Extending Altimeter

Altimeter is designed to be extendable. Adding new fields for resource types which are already scanned and graphed is usually straightforward. Adding new resource types which are not yet scanned and graphed involves a bit more work but also usually simple.

Background

When the Altimeter scan runs (bin/aws2json.py) it uses a set of ResourceSpec classes to gather data via AWS APIs (using boto3) and persist it into an intermediate JSON format which can be converted to RDF.

Each of these classes must define attributes and methods which define how exactly data is collected (what boto3 calls, massaging of response data), how the collected data relates in a graph (a Schema) and taxonomical information (resource type name - e.g. “instance”, resource service name - e.g. “ec2”).

Resource Specs

Each AWS resource type is represented by a subclass of altimeter.aws.resource.resource_spec.AWSResourceSpec.

Subclasses of AWSResourceSpec must implement:

  • An attribute service_name which should match the name of the resource’s associated service as represented in an ARN for this resource type. For instance for EC2 instances this is “ec2” to match the service portion of ec2 ARNs “arn:${Partition}:ec2:${Region}:${Account}:instance/${InstanceId}”.

  • An attribute type_name which should match the type name as represented in an ARN for this resource type. For instance, in altimeter.aws.resource.ec2.instance.EC2InstanceResourceSpec type_name is set to “instance” to match the ARN format “arn:${Partition}:ec2:${Region}:${Account}:instance/${InstanceId}”.

  • An attribute schema of type altimeter.core.graph.schema.Schema. The schema attribute describes how to map the output of the boto3 list/describe api call for this resource into fields which define how the resource is graphed.

  • A method list_from_aws() which performs the describe/list boto3 calls for this resource, compiles a dictionary with resource ARNs as keys and resource description dicts as values and wraps them in an altimeter.aws.resource.resource_spec.ListFromAWSResult object.

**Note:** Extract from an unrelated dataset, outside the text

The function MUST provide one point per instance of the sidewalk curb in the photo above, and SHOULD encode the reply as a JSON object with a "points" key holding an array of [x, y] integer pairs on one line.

For each AWSResourceSpec class Altimeter gathers data using list_from_aws() and uses the provided Schema object to convert it to intermediate JSON.

At this point it’s instructive to look at an example, the below is an abbreviated version of altimeter.aws.resource.ec2.instance.EC2InstanceResourceSpec:

class EC2InstanceResourceSpec(EC2ResourceSpec):
    type_name = "instance"
    schema = Schema(
        TransientResourceLinkField("ImageId", EC2ImageResourceSpec),
        ScalarField("InstanceType"),
        AnonymousDictField("State", ScalarField("Name", "state")),
        ScalarField("PublicIpAddress", optional=True),
        ResourceLinkField("VpcId", VPCResourceSpec, optional=True),
        TagsField(),
    )

    @classmethod
    def list_from_aws(
        cls: Type[T], client: BaseClient, account_id: str, region: str
    ) -> ListFromAWSResult:
        paginator = client.get_paginator("describe_instances")
        instances = {}
        for resp in paginator.paginate():
            for reservation in resp.get("Reservations", []):
                for instance in reservation.get("Instances", []):
                    resource_arn = cls.generate_arn(account_id, region, instance["InstanceId"])
                    instances[resource_arn] = instance
        return ListFromAWSResult(resources=instances)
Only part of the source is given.